Résonnances personnelles
Résonances personnelles du livre La place d’Annie Ernaux
Lors de notre présentation du livre La place d’Annie Ernaux, j’ai ressenti un besoin quasi essentiel de faire part des résonances que le livre avait eues sur moi concernant ma propre famille. En effet, l’ouvrage dépeint la vie d’un homme qui m’a profondément touché par ses similitudes avec mon grand-père. Annie Ernaux décrit son père dans une œuvre cathartique et sincère. Elle raconte la façon dont celui-ci voit le monde. Elle parle de son humilité ou de sa volonté de ne pas provoquer un sentiment de honte face à « ce qu’il est ». En somme, elle retrace avec un souci d’exactitude les habitudes d’une famille française vivant dans la simplicité.
Mes grands-parents, eux, ont quitté la Sicile d’après-guerre avec presque rien, si ce n’est leur courage. Ils sont arrivés en Suisse dans les années 50 lorsque l’hospitalité envers les Italiens n’était pas vraiment le maître-mot. Cette époque a été le fruit de nombreuses histoires racontées maintes fois dans la famille tant cette période avait dû être dure pour eux.
Quelles étaient les raisons qui poussaient ma famille à transmettre inlassablement ces récits ? Était-ce la fierté ? Était-ce pour relativiser d’éventuels soucis de notre quotidien ? Ou pour continuer à faire vivre nos grands-parents à travers les générations ? Je me dis que c’est peut-être pour toutes ces raisons-là. Quoi qu’il en soit, ces histoires font parties intégrantes de mon enfance et c’est probablement pour cela que certains passages du livre ont trouvé un écho significatif en moi.
Tout comme le père d’Annie Ernaux, mon grand-père a toujours été un homme discret. Vivant de choses simples, se nourrissant d’instants en famille dans une vie routinière qui avait pour lui un aspect rassurant. Je retrouve beaucoup d’extraits du livre qui décrivent cela. Je revois systématiquement la figure de mon grand-père dans les lignes de l’ouvrage et je suppose que je suis loin d’être le seul. D’ailleurs, le quatrième de couverture dit les mots suivants : « ce récit dépouillé possède une dimension universelle » et je pense que c’est pour cela que, comme moi, beaucoup de gens on dû reconnaître l’image d’un père, d’un frère ou d’un grand-père.
Malgré tout, ce n’est pas en cela que l’ouvrage m’a spécifiquement touché.

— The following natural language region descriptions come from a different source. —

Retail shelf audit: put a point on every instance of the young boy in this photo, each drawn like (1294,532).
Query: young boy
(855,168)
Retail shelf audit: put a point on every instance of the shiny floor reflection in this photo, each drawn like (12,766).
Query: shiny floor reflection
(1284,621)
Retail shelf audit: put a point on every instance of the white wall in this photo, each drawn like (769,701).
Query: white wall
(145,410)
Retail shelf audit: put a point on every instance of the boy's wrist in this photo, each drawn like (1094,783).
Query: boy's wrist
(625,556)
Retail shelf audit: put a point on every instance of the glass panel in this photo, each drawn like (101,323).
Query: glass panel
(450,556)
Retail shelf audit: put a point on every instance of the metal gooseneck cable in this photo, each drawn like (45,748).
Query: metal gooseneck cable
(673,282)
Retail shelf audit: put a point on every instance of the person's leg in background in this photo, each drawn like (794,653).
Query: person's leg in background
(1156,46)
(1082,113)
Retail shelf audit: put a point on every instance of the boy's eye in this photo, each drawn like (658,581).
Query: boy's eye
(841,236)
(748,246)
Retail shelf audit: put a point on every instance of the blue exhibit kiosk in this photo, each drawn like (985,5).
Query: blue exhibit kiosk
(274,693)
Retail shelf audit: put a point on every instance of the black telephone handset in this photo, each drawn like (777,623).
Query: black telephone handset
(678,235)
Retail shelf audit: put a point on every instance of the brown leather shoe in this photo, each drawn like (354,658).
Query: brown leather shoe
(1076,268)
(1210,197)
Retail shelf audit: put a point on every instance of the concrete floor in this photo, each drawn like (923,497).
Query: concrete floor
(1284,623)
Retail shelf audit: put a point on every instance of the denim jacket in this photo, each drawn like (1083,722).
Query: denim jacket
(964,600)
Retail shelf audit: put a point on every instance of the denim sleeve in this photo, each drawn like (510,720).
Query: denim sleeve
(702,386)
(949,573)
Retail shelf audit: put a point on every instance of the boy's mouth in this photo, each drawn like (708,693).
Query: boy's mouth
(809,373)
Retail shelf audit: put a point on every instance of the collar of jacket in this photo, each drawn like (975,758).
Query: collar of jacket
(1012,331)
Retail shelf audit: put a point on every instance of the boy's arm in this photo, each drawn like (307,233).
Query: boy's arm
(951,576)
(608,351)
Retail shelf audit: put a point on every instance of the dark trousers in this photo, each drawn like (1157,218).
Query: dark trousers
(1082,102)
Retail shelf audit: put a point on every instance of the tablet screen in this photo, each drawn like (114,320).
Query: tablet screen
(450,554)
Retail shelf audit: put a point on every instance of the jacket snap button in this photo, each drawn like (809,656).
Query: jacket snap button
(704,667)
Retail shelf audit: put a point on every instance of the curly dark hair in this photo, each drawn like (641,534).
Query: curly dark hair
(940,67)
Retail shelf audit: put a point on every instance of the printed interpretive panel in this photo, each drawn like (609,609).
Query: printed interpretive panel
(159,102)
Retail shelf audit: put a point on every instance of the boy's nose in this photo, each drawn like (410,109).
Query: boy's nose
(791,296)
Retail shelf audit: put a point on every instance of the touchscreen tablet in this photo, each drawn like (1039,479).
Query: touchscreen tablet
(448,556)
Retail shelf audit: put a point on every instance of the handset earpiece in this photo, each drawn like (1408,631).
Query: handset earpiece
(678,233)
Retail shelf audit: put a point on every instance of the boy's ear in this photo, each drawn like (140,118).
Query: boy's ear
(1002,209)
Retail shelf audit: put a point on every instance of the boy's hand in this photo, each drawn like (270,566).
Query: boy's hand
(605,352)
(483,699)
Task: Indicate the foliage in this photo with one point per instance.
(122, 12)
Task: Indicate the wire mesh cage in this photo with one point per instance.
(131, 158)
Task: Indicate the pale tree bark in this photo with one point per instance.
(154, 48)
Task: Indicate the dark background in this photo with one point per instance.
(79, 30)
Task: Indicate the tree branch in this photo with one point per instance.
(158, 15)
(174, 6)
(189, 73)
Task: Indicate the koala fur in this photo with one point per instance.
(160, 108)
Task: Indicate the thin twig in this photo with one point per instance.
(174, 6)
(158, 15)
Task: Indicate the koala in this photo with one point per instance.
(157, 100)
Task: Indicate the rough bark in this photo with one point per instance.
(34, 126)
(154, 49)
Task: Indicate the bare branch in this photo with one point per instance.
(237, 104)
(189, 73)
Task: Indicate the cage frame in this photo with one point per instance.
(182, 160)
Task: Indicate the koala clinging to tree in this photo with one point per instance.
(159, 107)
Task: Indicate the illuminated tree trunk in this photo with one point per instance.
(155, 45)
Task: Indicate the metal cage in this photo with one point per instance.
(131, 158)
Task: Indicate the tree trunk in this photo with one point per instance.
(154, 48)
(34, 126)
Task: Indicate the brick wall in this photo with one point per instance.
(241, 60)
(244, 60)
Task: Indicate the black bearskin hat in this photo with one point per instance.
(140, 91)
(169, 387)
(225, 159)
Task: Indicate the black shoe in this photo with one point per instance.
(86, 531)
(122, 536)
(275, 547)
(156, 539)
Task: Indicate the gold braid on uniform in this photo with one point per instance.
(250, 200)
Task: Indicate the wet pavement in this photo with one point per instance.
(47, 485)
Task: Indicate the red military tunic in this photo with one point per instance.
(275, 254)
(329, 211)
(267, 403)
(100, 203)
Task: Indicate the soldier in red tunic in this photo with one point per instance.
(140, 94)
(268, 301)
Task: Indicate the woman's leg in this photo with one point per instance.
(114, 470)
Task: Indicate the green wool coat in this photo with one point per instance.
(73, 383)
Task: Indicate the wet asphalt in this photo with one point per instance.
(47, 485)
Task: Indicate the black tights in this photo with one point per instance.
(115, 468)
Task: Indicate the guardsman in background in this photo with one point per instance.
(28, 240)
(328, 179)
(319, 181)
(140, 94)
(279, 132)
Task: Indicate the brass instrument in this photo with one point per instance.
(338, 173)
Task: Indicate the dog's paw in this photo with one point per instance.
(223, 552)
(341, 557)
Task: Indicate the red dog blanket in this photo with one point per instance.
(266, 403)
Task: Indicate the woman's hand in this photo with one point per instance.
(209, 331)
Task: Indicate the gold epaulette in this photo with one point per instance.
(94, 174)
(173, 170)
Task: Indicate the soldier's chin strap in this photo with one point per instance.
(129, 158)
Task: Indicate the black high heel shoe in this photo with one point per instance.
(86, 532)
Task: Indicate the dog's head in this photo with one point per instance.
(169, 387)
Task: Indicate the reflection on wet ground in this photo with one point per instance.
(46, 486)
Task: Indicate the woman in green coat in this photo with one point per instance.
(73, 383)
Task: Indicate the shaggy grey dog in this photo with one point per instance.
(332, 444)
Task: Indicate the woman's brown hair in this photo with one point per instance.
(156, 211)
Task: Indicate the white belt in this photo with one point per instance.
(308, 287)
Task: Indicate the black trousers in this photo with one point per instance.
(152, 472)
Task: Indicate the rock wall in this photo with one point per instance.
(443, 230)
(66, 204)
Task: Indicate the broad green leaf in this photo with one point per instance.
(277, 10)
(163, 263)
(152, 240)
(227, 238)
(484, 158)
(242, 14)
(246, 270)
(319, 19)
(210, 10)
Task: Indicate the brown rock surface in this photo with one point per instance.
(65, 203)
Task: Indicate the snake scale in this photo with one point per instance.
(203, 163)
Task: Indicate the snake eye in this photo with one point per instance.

Au-delà des parallèles que j’ai fait entre cette histoire et la vie d’un grand-père aujourd’hui décédé, ce qui a provoqué une vive émotion en moi se situe ailleurs dans le livre. En effet, Annie Ernaux explique les raisons qui ont fait de son père ce qu’il est. C’est sur cet aspect bien précis que l’ouvrage a eu un impact si fort dans ma conscience. Il a apporté une dimension supplémentaire à la vision que j’avais de mon grand-père. C’était un peu comme si lui-même venait mettre des mots, des émotions sur des choses que je n’avais jamais pris le temps de comprendre. Ces choses qui étaient si naturelles, si familières, si quotidiennes et que je n’ai jamais cherché à interpréter me sautaient aujourd’hui au visage. Je comprends mieux maintenant ce qui motivait ses journées, ce qui le poussait à cultiver cette routine. Je perçois également plus clairement les raisons qui ont fait de lui un homme sans grandes ambitions professionnelles. Mon grand-père vivait ses ambitions au travers de ses enfants et cela lui suffisait.
En commençant l’œuvre d’Annie Ernaux, j’étais loin de m’imaginer en tirer quelque chose d’aussi fort. Ce livre m’a offert la possibilité de retrouver, le temps d’un instant, une personne importante à mes yeux et d’estimer plus encore son parcours ainsi que ses choix de vie.
Merci également à vous de m’avoir donné la possibilité de le lire, j’espère que ce petit texte vous a intéressé. En tout cas moi j’ai pris du plaisir à l’écrire.